君の音に近づきたい

夏休み最後の二宮さんとの合わせ練習の日、01教室に入った瞬間にあまりの驚きで後ずさった。

「に、二宮さん……?」

壁にもたれて床に座り込んでいる姿が目に入ったからだ。

「ちょ、ちょっと……?」

恐る恐る近付いて見てみる。微かに呼吸音が聞こえて来る。

もしかして、寝てる――?

そっと肩を指で押してみる。
そしたら、少しぐらりと身体が揺れてまたもとの位置に戻る。

寝てる!

座り込み頭を垂れて寝ている二宮さんの真正面に回り、様子をうかがう。

やっぱり疲れてるのかな……。

仕事と練習。
私なんて練習だけしていればいいけど、二宮さんは仕事の合間に練習しているわけで。それで、あんなに難しい曲を毎回完璧弾いてる。
いくらプロだって言っても、かなりの練習をしているに違いない。

少し休ませてあげたい――。

ピアノを弾くわけにもいかないし、どうしようかと迷って、そっと二宮さんの隣に床に腰を下ろしてみた。

ちらりと二宮さんの横顔を盗み見る。

完全に熟睡してるな――。

薄らとクマも出来ているみたいだ。
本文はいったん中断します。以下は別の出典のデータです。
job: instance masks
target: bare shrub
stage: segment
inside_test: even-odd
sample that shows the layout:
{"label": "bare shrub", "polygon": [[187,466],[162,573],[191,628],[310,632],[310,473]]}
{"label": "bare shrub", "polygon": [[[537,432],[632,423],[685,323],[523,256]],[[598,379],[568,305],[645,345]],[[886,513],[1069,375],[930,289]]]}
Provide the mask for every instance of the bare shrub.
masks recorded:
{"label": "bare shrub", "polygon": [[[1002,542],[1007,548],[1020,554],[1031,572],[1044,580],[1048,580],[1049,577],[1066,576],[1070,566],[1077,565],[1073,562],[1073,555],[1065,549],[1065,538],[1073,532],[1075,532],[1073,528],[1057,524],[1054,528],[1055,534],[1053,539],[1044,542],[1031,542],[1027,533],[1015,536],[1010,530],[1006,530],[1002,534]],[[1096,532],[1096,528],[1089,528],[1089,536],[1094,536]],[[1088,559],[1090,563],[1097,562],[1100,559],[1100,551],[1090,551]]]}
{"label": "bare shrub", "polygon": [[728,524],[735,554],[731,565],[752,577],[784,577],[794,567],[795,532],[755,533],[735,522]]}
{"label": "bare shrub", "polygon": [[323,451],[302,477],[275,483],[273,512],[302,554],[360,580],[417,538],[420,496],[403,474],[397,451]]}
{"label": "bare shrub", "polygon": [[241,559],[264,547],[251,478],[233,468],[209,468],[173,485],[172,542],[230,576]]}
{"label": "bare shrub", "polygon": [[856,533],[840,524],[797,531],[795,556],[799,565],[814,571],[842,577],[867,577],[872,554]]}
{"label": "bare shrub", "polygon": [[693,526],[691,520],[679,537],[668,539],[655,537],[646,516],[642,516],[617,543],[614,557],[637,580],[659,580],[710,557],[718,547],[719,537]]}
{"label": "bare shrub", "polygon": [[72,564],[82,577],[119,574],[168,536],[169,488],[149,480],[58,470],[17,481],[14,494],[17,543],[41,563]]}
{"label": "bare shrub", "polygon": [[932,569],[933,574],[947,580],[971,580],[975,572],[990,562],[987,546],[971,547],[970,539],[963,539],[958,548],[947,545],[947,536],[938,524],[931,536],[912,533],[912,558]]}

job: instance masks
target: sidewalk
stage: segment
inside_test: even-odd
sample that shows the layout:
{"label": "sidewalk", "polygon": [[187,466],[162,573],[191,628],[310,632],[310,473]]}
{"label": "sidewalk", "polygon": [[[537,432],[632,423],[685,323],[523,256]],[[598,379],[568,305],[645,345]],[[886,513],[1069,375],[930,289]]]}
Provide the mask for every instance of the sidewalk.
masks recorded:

高校生なのに、二宮さんの肩にはいろんなものがのしかかっているんだろう。
それって、どんな風だろう。
好きなことを好きなように出来ない。

寝ているのをいいことに、その横顔をじっと見つめた。
いつもはこんな風に見つめたりなかできない。

長いまつ毛が影を作る――。

「わ――っ!」

その時、急に二宮さんの身体が倒れかかってきた。
私の肩に、二宮さんの顔が――!

ど、どうしよう?
起こすべき?

こんな状態でいたら、私の心臓がおかしくなる――!

肩に感じる重みが、私の身体をロボットみたいに硬くする。
そんな私の気持ちも知らないで、すやすやと眠っている。
私は、ロボットになったままで固まる。
一瞬でも動いてはいけないような気がして、やけくそのようにじっとしていた。
間近に感じる吐息、二宮さんから伝わる温かさ。それのどれもが私の胸を激しく鼓動させる――。